And then we have the proverbial white elephant that is left behind with every one of these parties. The dead capital that is the symbol of heritage that the locals who once inhabited that piece of land will experience a short term burst of pride for. Sure, the Olympics will be coming to Brazil in around a year’s time, but those Olympics will be held in Rio not in 12 cities! The white elephant problem is something that Portugal is all too familiar with, with the country considering razing some of its stadiums after losing ideas of what to do with them a few years after the 2004 Euro championship.
When the Championships are over, some obscure cities in Brazil will be left with beautiful stadiums to behold and no beautiful plans for their use. A city like Manaus situated in the middle of the Amazon will host only four games during the championships but that will probably be the only soccer that place will see, somehow the planners didn’t think of the fact that the area doesn’t even have a soccer club (I’m not saying that soccer is the only thing done in stadiums in Brazil, but there’s only so much one can do effectively with 50,000 plus seater stadiums). The same goes for Natal, Cuiaba and even Brasilia! Brazil, it seems, is already taking suggestions for what to do with these stadia prompting legends like Romario to suggest,
“Maybe, they’ll stage concerts at those stadiums a few times a month, but that aside, they’re a joke.”
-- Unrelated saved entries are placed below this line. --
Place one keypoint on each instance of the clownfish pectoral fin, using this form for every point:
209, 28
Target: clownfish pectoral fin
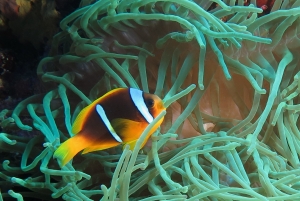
80, 120
127, 129
68, 149
97, 146
131, 145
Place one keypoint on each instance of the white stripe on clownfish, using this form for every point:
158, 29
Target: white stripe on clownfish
104, 118
138, 100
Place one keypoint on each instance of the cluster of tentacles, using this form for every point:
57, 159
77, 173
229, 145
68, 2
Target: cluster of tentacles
231, 82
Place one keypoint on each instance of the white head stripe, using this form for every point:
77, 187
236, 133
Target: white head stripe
138, 100
103, 116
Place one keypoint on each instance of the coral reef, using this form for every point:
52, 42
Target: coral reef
229, 78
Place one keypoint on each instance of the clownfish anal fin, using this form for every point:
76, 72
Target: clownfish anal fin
127, 129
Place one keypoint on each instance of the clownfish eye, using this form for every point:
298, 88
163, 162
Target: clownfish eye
149, 103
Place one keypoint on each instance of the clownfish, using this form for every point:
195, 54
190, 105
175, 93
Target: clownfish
118, 117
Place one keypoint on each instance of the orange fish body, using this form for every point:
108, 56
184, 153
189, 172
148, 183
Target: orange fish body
118, 117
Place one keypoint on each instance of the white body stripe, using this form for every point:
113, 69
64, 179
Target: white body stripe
104, 118
138, 100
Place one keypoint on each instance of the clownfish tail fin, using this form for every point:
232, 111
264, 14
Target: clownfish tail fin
68, 149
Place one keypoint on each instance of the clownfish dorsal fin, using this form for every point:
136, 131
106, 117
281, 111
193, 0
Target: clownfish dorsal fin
131, 145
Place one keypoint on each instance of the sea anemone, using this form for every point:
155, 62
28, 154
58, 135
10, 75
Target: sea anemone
229, 78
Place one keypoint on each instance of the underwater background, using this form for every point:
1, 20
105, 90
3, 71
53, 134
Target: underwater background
228, 72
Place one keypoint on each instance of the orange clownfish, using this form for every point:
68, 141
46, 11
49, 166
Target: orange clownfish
118, 117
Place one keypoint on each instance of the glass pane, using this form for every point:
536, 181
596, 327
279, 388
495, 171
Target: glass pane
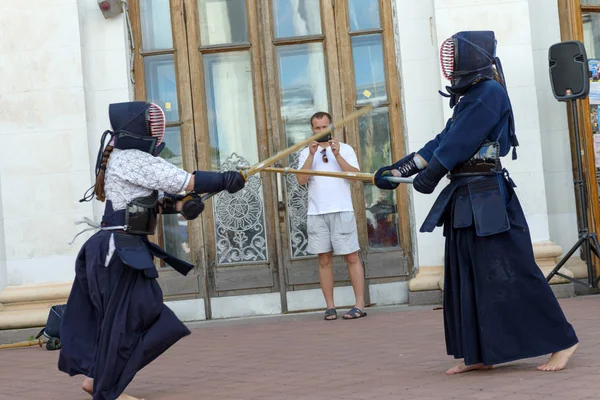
297, 207
175, 227
303, 92
364, 14
155, 16
161, 84
222, 21
297, 18
303, 87
375, 151
369, 71
239, 218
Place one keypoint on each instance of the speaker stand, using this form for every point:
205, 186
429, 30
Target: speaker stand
588, 240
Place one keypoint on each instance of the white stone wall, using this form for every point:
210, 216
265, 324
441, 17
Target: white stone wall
422, 106
63, 63
3, 273
44, 162
105, 58
554, 129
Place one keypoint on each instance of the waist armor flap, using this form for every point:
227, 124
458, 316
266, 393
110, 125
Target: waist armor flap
141, 215
486, 161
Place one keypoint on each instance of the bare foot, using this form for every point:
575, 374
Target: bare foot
558, 360
88, 386
127, 397
460, 368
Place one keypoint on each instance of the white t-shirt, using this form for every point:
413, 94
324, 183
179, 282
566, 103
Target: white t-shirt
327, 194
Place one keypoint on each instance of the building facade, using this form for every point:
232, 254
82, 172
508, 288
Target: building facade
238, 81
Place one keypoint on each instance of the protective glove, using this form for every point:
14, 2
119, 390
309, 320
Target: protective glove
191, 206
406, 167
426, 181
212, 182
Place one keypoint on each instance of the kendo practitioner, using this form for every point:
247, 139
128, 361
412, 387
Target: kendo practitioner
115, 321
498, 306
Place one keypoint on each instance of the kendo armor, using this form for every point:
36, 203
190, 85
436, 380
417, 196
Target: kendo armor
468, 58
140, 126
141, 215
486, 161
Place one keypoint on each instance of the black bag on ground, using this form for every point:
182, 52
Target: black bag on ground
52, 328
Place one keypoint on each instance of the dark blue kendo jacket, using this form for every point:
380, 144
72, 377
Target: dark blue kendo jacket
482, 114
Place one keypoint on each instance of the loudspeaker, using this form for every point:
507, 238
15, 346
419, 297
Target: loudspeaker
569, 71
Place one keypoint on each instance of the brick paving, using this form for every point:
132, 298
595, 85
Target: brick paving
393, 353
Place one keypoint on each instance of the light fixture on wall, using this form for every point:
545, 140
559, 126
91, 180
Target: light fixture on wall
110, 8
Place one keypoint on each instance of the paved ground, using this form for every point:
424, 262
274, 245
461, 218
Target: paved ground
393, 353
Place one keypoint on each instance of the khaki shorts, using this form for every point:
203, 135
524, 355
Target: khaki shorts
334, 231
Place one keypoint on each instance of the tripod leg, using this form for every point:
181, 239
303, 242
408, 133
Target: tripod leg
565, 258
594, 245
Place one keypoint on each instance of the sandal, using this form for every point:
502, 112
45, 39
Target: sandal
352, 314
329, 312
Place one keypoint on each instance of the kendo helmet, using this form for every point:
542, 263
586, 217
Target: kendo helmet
467, 58
137, 125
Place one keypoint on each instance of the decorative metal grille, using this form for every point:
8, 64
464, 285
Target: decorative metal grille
297, 205
240, 220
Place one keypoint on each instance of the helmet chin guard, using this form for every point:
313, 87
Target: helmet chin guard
447, 58
156, 123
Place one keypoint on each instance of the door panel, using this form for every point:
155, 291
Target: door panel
239, 81
366, 46
230, 133
161, 75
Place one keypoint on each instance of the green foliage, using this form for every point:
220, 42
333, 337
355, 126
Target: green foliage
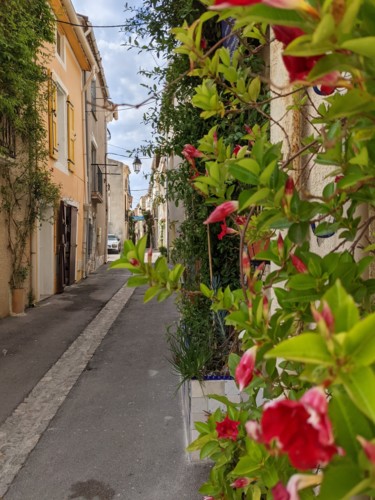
26, 187
311, 319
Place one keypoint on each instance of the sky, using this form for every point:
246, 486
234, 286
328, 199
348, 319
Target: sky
121, 68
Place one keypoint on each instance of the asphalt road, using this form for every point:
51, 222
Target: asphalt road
119, 433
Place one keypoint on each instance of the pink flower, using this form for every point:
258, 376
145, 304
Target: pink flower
301, 429
298, 264
222, 211
225, 230
368, 448
227, 429
280, 246
245, 368
224, 4
254, 431
241, 482
246, 268
299, 67
191, 152
240, 220
296, 482
134, 262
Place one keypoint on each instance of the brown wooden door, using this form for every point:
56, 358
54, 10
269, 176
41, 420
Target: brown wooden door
61, 248
72, 244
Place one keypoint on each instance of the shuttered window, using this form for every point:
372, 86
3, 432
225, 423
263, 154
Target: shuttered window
52, 119
71, 135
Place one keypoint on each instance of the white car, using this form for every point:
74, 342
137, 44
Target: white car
113, 243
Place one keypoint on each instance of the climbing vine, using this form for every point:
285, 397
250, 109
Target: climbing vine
26, 188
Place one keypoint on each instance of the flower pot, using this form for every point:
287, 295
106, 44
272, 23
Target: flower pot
18, 300
197, 405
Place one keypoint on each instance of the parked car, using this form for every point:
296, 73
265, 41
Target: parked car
113, 243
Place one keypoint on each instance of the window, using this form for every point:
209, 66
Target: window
61, 123
60, 46
93, 97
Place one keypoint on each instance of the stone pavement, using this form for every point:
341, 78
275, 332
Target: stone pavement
104, 420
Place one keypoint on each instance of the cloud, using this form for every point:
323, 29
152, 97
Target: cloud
121, 68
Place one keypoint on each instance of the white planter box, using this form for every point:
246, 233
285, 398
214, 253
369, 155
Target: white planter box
197, 406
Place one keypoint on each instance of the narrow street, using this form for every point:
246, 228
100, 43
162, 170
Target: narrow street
104, 421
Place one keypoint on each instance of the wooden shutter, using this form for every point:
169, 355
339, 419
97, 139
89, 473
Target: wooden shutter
71, 135
52, 119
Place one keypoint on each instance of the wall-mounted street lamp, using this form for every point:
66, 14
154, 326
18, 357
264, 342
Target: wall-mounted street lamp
137, 164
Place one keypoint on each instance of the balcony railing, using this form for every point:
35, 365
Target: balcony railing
7, 138
97, 184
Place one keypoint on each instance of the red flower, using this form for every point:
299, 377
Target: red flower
301, 429
298, 264
222, 211
299, 67
241, 482
227, 429
245, 368
191, 152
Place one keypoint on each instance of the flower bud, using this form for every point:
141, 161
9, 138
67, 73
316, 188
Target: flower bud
368, 448
298, 264
245, 368
241, 482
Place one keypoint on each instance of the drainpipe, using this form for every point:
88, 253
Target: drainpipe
86, 82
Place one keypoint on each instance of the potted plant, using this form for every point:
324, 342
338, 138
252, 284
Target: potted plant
258, 238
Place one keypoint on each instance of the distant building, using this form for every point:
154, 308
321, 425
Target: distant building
119, 198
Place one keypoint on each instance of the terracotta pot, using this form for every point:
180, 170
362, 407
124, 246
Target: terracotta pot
258, 246
18, 300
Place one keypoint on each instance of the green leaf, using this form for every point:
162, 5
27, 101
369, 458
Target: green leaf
246, 465
348, 422
245, 170
306, 347
258, 196
343, 307
360, 387
137, 281
325, 29
302, 282
233, 361
338, 481
299, 232
365, 46
359, 342
254, 88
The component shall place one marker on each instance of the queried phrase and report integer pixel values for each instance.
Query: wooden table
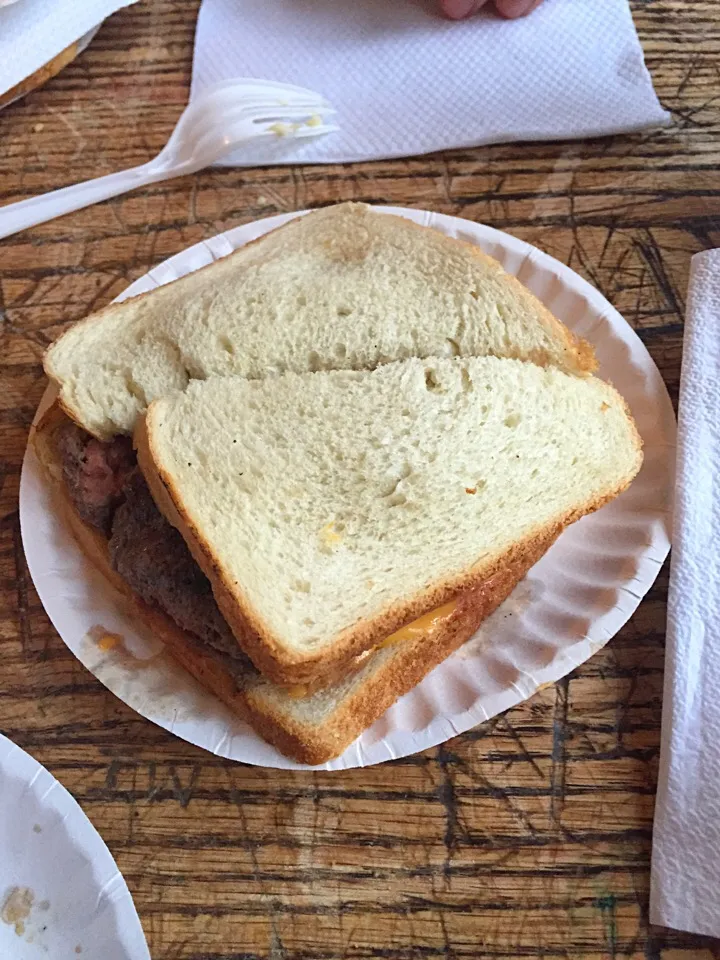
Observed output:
(528, 837)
Countries like Greece and Portugal have shown signs that mega tournaments like the world cup and the Olympics are proving to be risky ventures for economies as the years go by and show that little thinking sometimes goes beyond the festivities. Meanwhile back home, we just signed ourselves into over 300 billion plus shilling debt, let’s hope this writer will still be alive to tell you when the fireworks happen on this one. Let’s not let our short term thinking cloud long term judgments, let’s do projects that add value to our citizens.